Athletic scholarships are not fully understood by the majority of athletes and families. We spend most of our time helping you understand what it takes to get a scholarship and flourish in the recruiting process. However, just because you know how to get a scholarship and you might be fortunate enough to be receiving one doesn’t mean you just blindly sign on the dotted line.
Too many families think that signing for a scholarship means all of their worries are over. For some, that is probably true. For others, the scholarship they thought covered every conceivable problem doesn’t, and it often comes with some very big strings attached.

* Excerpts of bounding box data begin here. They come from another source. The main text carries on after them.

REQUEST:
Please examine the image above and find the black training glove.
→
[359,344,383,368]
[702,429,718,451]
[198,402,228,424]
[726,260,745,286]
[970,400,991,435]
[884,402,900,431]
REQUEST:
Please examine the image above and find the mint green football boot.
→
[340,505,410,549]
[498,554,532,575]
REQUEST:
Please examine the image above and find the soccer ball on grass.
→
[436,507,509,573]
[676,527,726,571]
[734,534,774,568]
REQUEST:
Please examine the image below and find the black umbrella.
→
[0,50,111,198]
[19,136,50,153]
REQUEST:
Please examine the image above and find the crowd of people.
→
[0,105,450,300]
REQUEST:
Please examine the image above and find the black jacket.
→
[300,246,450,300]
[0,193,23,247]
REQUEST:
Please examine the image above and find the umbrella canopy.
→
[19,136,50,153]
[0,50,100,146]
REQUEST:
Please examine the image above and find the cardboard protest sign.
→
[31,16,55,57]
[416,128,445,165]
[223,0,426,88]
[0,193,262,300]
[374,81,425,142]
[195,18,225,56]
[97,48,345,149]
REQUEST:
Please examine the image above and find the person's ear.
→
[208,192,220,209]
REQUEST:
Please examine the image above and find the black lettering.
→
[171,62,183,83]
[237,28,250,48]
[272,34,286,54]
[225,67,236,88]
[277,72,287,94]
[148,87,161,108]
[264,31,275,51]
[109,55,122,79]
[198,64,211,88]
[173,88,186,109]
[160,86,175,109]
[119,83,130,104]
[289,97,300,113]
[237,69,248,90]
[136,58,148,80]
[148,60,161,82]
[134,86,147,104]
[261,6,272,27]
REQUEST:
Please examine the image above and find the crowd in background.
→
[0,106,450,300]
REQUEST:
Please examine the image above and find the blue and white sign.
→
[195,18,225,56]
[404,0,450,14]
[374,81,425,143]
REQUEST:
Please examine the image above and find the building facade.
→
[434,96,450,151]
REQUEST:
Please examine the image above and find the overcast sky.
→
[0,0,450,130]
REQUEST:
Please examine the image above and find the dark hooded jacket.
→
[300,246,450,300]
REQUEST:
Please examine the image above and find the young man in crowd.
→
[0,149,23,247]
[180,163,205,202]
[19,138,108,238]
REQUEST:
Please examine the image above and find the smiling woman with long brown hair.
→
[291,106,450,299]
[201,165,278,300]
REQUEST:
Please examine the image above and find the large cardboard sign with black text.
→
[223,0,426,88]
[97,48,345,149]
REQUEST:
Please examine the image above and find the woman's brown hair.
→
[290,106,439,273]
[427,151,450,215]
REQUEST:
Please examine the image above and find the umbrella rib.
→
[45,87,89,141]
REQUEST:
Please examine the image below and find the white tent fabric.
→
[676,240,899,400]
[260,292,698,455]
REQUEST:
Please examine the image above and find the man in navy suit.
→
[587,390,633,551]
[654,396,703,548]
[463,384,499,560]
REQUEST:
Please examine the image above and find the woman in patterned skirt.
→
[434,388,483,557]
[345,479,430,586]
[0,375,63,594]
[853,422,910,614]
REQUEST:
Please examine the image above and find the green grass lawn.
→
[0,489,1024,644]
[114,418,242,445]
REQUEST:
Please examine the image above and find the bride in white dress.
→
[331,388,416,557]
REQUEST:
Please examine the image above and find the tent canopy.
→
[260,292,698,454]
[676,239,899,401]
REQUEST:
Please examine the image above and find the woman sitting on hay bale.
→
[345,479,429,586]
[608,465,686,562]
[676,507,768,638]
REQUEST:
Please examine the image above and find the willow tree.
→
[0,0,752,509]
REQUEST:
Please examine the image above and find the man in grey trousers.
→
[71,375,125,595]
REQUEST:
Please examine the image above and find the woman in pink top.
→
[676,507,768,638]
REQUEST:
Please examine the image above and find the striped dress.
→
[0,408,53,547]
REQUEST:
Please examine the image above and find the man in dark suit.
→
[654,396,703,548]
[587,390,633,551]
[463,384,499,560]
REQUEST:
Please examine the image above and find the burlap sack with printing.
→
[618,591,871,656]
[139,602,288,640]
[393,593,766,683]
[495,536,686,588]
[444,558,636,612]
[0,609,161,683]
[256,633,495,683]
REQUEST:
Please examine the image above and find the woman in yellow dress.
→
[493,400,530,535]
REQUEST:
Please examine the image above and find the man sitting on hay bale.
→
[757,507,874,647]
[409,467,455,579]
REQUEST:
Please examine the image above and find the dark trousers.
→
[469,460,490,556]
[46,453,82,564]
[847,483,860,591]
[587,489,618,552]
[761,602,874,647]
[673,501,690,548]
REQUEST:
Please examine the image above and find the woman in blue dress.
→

There is a new law in Connecticut and California designed to help families and athletes understand more about what it means when you are signing for a scholarship. Below are some of the areas it covers and what you need to know about them.
Scholarships Are One-year Contracts that Need to Be Renewed
Each year, a coaching staff evaluates their roster and scholarship athletes to determine how to use their money for the following year. Most of the time, coaches renew scholarships. However, it is within their right to pull a scholarship from an athlete if they feel they want to use the scholarship money elsewhere. The new law does not prevent coaches from doing this but requires that athletes be made aware that this can happen.
You Must Be Released By a School to Transfer, and They don’t Have to Let You
Transferring is one of the touchiest subjects in college sports. If you are a scholarship athlete and you want to change schools and get a scholarship somewhere else, you must get a written release from your current school before other programs can begin talking to you. Your current school does not have to grant you a transfer and often will not if you are trying to go play for a rival or in conference competitor. Again, the new law doesn’t change anything about the transfer process, it only mandates athletes to be more aware of what their rights are regarding transferring.
Not All Medical Expenses Get Covered if You Are Hurt
Each program has a slightly different take on what kind of medical coverage athletes are provided should they get injured. Some key areas to understand when you are signing with a school are what your options for second opinions are, how much are you responsible for on co-pays, and how long does coverage last? The new law mandates that athletes be made aware of these policies but does not standardize health care coverage for athletes.
The new law is about making sure athletes and parents are more informed that their scholarships have all of the right intentions. As is the case with many laws about making sure people are informed of their rights, I fear the information will get lost in the fine print and largely go ignored. The responsibility of being an informed athlete and family rests on you.